Маша Регина - [67]
Прежде чем Маша сточит сухую сигарету и затолкает окурок в холодную октябрьскую землю, чтобы, слегка пошатнувшись, подняться со скамьи, уловить не предназначавшийся к просмотру старухин взгляд из-под выбившихся седых, пошевеливаемых ветром прядей — взгляд сразу и осуждающий, и прощающий, — прежде чем она пройдет еще до угла и направо пять домов (и почему-то особенно запомнятся — вообще от всего этого дня, как воспоминание, а не логический конструкт, останутся только они — желтые, яркие, как фонарики, березовые листья, беспомощно дергающиеся в ослепительном ледяном небе), чтобы в доме, про который (вдруг вспомнилось) в детстве говорили, будто живет в нем немецкая шпионка — потому, видно, что там было всегда все слишком в порядке, цветы в квадратиках, грядки в досочках, занавесочки треугольничками, — так вот, чтобы — придется же это, как ни откладывай, сделать — найти свою несчастную мать, прежде чем она сделает это, следует обратить внимание на то, что именно эта череда, начиная от встречи с А. А. до встречи с матерью, — череда не событий даже (какие ж это события; размазня одна), а чистого, дистиллированного ужаса, — именно она, судя по всему, и подтолкнет Машу к мысли о том, что — опять же: это не была мысль, это было тяготение земли для летящего (привет Стоппарду) с пизанской башни ядра, некоторая внешняя неизбежность того, что — ей нужно как можно скорее родить ребенка.
Однажды, отвечая на вопрос о героине «Save», почему та отказывается от рождения ребенка (интервьюер был ночной, в очках и с легким джазом в качестве фона, поэтому он поставил вопрос расширительно — о бездетности европейской молодежи вообще), Маша сказала, что просто эти люди живут в таких местах, где нет шанса встретить кого-нибудь, от кого можно было бы завести ребенка.
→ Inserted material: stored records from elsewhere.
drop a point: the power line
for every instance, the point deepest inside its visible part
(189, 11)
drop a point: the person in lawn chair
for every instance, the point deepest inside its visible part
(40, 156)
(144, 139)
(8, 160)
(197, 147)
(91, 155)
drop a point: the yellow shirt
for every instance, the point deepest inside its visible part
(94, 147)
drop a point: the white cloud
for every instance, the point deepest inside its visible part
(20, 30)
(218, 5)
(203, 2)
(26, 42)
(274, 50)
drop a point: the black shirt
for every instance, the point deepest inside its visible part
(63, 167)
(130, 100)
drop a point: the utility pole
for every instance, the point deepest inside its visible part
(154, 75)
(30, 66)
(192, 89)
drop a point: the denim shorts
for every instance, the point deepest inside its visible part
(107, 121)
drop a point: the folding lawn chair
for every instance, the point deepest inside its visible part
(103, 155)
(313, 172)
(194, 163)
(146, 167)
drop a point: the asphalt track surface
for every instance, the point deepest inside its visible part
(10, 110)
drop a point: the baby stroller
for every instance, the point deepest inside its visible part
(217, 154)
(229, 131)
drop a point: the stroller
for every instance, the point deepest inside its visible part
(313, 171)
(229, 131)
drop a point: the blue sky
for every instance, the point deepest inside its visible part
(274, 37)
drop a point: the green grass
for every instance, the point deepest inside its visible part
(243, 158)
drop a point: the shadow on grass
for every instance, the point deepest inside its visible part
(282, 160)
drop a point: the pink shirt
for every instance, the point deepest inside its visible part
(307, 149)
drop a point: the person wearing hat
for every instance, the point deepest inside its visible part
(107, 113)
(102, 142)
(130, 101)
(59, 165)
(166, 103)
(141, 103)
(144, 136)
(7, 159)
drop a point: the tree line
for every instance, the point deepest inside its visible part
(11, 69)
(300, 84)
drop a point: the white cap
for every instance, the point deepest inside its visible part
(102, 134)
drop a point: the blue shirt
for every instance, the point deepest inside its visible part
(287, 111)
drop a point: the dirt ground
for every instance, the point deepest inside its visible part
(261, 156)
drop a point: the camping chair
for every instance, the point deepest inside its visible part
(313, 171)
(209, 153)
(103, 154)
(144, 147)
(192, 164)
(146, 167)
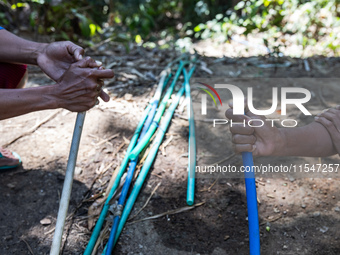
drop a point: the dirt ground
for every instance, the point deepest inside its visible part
(297, 215)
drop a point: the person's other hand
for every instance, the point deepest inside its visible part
(57, 57)
(259, 140)
(80, 86)
(330, 119)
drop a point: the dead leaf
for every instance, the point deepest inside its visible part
(45, 221)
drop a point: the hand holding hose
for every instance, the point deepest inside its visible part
(80, 86)
(261, 141)
(330, 119)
Интервьюер понимающе закивал очками, заговорил об интернете, виртуальной реальности, — и Маша облегченно соглашалась, но в действительности, конечно, речь должна была идти не об этом. Маша имела в виду, что рождение ребенка есть радикальная форма встречи с Другим, в то время как все человеческие усилия западной цивилизации уходят на то, чтобы от встречи с Другим уклоняться ежедневно и в конечном счете встречи с Другим избежать; ничто так не пугает человека (и этот страх есть предмет рефлексии в многочисленных фильмах ужасов), как одна только возможность такой встречи, лишь представление о ней (и поэтому childfree есть не что иное, как fearful).
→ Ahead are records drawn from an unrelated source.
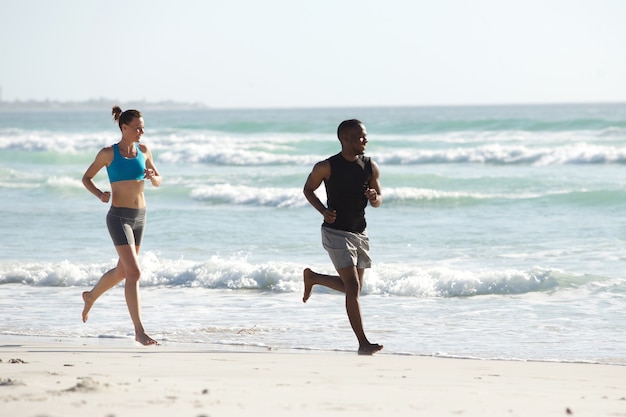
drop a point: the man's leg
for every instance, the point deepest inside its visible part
(352, 281)
(349, 281)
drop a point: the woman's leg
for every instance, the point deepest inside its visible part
(109, 280)
(130, 263)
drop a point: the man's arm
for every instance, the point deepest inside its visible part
(373, 193)
(320, 172)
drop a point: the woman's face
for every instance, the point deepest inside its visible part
(134, 129)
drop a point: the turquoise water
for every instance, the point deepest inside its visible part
(501, 234)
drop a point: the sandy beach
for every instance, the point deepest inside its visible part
(60, 378)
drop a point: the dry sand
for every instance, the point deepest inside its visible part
(60, 378)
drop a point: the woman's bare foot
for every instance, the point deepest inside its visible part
(88, 304)
(308, 285)
(145, 340)
(369, 349)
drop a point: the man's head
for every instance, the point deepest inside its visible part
(353, 136)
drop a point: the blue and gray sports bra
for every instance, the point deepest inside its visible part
(122, 169)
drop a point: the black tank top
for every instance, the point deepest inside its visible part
(345, 190)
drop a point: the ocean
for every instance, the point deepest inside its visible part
(502, 234)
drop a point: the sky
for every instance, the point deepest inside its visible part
(322, 53)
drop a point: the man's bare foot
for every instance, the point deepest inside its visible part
(370, 349)
(308, 285)
(88, 304)
(145, 340)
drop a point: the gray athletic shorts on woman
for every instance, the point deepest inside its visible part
(347, 249)
(126, 225)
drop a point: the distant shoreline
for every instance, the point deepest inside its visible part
(99, 104)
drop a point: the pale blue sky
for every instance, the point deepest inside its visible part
(280, 53)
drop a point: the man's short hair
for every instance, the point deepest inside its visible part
(347, 125)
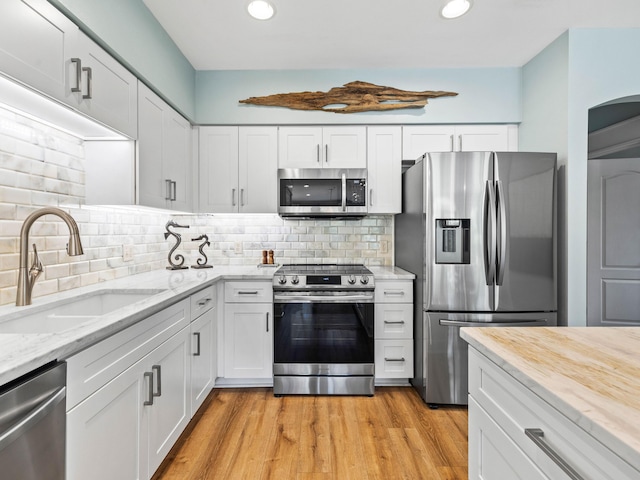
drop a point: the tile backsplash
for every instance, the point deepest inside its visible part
(42, 166)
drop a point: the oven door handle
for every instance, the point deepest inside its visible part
(321, 298)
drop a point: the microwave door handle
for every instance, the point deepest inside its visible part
(344, 192)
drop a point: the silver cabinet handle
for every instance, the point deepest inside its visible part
(197, 352)
(78, 63)
(89, 94)
(158, 370)
(149, 400)
(537, 436)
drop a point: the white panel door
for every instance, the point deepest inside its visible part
(248, 340)
(258, 169)
(218, 162)
(105, 431)
(37, 43)
(384, 169)
(171, 410)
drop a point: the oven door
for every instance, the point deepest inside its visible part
(324, 334)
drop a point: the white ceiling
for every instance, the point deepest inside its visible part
(328, 34)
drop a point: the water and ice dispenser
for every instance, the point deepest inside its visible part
(452, 240)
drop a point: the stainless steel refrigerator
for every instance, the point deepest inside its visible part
(478, 229)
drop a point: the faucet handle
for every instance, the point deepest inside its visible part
(36, 267)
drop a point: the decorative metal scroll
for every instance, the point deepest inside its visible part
(355, 96)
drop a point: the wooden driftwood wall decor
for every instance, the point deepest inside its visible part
(356, 96)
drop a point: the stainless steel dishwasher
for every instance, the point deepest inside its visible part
(32, 425)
Но в том, кажется, и состоит повседневная работа художника — чтобы носить в себе все язвы века: Маша же первая испытывала панический ужас при мысли о ребенке, о человеке, с которым хочешь не хочешь надо договориться, и расковыривая эту рану все больше и больше, в глубине она обнаруживала очень простой, но фундаментальный страх — страх невозможности бэкапа. (Вот он, памятник Отмене Последнего Действия: факел, высоко поднятый над головой, и плетка в заведенной за спину левой руке.) И, как одной империи можно изменить, только сменив ее на другую, страх можно выбить клином другого страха: все то, что случилось за время съемок «Янтаря», заставило Машу почувствовать себя загоняемой по сужающемуся коридору дичью; и беременность была будто бы тем-чего-никак-нельзя-было-ожидать, попыткой обмануть охоту, не говоря уж о символическом противопоставлении: нарождающаяся жизнь сопротивляется подступающей со всех сторон смерти. Все это, конечно, не отменяет того, что Маша была уже взрослая женщина, и ей было, в общем, давно пора.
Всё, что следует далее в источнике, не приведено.